In his just-released book, “Greatest Handguns of the World, Volume 2,” author Massad Ayoob includes the Thompson-Center Contender as one of the great firearms that made a difference in the handgunning world. At the end of the chapter, he makes a strong case for collecting Contenders and identifies “four eminently collectible variations of the Contender.”
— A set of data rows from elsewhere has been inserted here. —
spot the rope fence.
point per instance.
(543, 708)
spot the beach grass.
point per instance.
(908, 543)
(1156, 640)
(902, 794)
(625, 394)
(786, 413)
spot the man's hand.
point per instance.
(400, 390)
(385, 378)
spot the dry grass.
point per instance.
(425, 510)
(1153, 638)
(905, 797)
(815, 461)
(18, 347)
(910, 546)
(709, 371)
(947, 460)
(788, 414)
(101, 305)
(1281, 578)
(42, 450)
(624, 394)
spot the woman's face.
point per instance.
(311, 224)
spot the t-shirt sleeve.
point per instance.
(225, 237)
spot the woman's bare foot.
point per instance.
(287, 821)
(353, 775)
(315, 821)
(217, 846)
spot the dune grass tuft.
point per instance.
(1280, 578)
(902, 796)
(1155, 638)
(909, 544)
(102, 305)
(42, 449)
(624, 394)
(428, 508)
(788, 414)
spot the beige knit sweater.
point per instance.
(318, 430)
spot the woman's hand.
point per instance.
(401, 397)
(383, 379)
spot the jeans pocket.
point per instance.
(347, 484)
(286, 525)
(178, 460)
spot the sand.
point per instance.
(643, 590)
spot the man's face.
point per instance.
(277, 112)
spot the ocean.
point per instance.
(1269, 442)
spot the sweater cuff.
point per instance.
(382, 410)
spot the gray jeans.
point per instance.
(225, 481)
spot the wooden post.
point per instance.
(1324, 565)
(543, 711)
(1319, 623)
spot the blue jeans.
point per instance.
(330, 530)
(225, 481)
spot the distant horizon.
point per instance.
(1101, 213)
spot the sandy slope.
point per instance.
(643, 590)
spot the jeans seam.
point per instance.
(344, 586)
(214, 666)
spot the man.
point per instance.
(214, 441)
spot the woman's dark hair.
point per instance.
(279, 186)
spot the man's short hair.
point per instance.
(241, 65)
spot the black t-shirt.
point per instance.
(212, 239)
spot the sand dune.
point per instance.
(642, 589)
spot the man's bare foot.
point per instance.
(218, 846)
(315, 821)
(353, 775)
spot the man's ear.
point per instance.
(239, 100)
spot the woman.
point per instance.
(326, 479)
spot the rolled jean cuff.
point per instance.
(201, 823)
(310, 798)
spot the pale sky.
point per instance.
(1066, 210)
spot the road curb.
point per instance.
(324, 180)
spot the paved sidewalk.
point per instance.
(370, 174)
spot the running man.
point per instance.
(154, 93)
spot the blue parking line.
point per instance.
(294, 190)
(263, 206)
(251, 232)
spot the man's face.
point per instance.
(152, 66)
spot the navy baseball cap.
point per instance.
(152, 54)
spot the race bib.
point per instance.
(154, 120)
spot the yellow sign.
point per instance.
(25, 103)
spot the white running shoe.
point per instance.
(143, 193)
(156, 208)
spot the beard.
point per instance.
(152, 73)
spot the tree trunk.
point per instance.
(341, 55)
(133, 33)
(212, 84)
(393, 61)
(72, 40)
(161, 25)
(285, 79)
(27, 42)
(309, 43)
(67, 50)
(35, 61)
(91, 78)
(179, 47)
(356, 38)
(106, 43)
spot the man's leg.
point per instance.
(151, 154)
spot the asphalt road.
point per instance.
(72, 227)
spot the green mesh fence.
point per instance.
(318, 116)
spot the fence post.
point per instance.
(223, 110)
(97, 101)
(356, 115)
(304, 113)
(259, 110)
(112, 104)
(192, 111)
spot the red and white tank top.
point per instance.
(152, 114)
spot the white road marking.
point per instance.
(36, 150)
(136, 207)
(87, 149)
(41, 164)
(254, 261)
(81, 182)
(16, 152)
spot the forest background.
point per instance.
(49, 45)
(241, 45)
Summarized as follows from the book:
1. The flat-side
“The original Contender was made with no photoengraving or etching on it, and many of us thought it more visually appealing than the guns that quickly followed it. There’s damn few of them around, and if you can find one, for heaven’s sake, rathole it away somewhere.”
2. The Eagle Contender
“Somewhere around serial 1638, a handful of Contender pistols were made with an experimental engraving pattern that replaced the second puma on the right side of the frame with a defiant-looking eagle. Up until then, the only critter on the Contender was the puma, the same animal they named their first scope after. According to Warren Center, only four to six eagle-sided Contenders were produced. A collector, however, assures us it’s closer to twenty-five.”
3. The NRA Contender
“In 1971, when the National Rifl e Association hit its century mark, gunmakers across the country vied for the honor of producing the official NRA Centennial Commemorative Handguns. Thompson-Center got into the race, and ran a small series of specially engraved and gold-inlaid NRA Commemorative guns. There was a production holdup, however, and Warren Center told me sadly that by the time he got one ready for NRA to look at, they had already given the honor to Colt. Four or five NRA Commemorative Contenders were completed.”
4. The .45/.410
“The innocent folks at T/C brought this out for sportsmen in a classically sportsman-only gun, only to find that maybe-just- maybe it was in violation of the Federal Firearms Act and could be theoretically considered a sawed off shotgun. There has been no official ruling on the .45/.410, again because ATF is a pragmatic group with a lot of experts in it, and they know it’s not a threat, especially because the things are becoming collector’s items, are totally unsuited to criminal use, and are much more likely to repose in a safe deposit box where nobody’s gonna get at ‘em. If worse came to worse and some martinet got into ATF and made a negative ruling on it, the collector value would probably go up to the point where it would be worth the special $200 license to keep it anyway.”
Ayoob concludes, “Contenders are just starting to bloom as collectors’ pieces. Start now, catch ‘em in the bud, and you might just have the full blossom centerpiece of a fine collection in the next few years.”